Constructing LeanDojo Benchmark (Lean 4)
===================================

This script uses [LeanDojo](https://leandojo.org/) to construct LeanDojo Benchmark 4 in the appendix of our paper:

[LeanDojo: Theorem Proving with Retrieval-Augmented Language Models](https://leandojo.org/)      
NeurIPS 2023 (Datasets and Benchmarks Track)    
[Kaiyu Yang](https://yangky11.github.io/), [Aidan Swope](https://aidanswope.com/about), [Alex Gu](https://minimario.github.io/), [Rahul Chalamala](https://rchalamala.github.io/), [Peiyang Song](https://peiyang-song.github.io/), [Shixing Yu](https://billysx.github.io/), [Saad Godil](https://www.linkedin.com/in/saad-godil-9728353/), [Ryan Prenger](https://www.linkedin.com/in/ryan-prenger-18797ba1/), [Anima Anandkumar](http://tensorlab.cms.caltech.edu/users/anima/)

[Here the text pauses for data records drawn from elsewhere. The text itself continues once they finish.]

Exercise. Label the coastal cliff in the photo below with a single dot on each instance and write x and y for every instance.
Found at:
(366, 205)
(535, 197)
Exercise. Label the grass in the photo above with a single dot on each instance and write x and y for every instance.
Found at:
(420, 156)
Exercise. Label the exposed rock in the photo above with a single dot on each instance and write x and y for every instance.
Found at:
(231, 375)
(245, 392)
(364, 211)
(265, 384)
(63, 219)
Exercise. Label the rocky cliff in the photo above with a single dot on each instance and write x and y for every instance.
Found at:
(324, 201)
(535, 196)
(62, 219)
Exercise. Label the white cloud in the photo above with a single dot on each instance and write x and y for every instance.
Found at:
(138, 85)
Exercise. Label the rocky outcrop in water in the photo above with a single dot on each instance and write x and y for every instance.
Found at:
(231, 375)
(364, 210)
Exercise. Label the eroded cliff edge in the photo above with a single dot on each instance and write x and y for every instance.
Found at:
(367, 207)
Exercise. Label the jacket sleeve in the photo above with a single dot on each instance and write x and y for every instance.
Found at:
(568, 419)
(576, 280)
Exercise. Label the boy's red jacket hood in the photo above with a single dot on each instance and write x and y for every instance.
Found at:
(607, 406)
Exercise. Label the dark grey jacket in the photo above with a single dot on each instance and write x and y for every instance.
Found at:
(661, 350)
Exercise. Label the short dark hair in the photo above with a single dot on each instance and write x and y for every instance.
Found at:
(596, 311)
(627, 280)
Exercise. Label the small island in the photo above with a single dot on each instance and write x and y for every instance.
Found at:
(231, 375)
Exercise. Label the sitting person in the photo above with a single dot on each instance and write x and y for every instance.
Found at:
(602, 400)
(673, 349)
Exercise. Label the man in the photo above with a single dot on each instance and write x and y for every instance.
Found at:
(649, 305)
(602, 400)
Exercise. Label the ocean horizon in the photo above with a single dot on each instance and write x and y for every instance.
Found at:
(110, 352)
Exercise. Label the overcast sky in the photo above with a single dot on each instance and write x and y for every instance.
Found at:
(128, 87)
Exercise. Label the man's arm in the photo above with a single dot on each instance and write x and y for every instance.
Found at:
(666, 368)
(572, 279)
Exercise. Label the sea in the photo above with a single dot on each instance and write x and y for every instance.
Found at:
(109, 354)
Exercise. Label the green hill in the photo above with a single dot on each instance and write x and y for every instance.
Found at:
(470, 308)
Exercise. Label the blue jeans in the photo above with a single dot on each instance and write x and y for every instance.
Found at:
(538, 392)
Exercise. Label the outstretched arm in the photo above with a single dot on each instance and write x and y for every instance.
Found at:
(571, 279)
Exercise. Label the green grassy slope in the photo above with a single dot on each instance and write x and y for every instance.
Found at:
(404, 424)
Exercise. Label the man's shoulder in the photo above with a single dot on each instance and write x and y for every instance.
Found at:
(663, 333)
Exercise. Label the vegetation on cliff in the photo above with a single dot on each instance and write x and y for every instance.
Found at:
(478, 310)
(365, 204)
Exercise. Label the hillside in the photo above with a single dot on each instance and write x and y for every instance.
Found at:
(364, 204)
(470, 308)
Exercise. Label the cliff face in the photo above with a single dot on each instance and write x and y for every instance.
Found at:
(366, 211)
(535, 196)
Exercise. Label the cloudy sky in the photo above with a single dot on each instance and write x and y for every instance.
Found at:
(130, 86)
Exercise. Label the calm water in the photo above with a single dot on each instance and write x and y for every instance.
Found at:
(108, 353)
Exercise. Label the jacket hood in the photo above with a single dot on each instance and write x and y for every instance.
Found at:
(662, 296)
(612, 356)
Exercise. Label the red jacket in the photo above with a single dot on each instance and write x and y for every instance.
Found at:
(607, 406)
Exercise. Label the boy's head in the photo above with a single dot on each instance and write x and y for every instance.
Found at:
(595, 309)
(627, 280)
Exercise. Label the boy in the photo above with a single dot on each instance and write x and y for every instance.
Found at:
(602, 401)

The dataset is constructed from [mathlib4](https://github.com/leanprover-community/mathlib4/tree/3c307701fa7e9acbdc0680d7f3b9c9fed9081740) (`3c307701fa7e9acbdc0680d7f3b9c9fed9081740`) and will be saved to `../leandojo_benchmark_4`. It includes 2000 theorems for validation, 2000 theorems for testing, and the rest for training. Please refer to our paper for details. For most use cases, you shouldn't need to generate the data and can directly use our official LeanDojo Benchmark 4 downloadable [here](https://zenodo.org/doi/10.5281/zenodo.8040109).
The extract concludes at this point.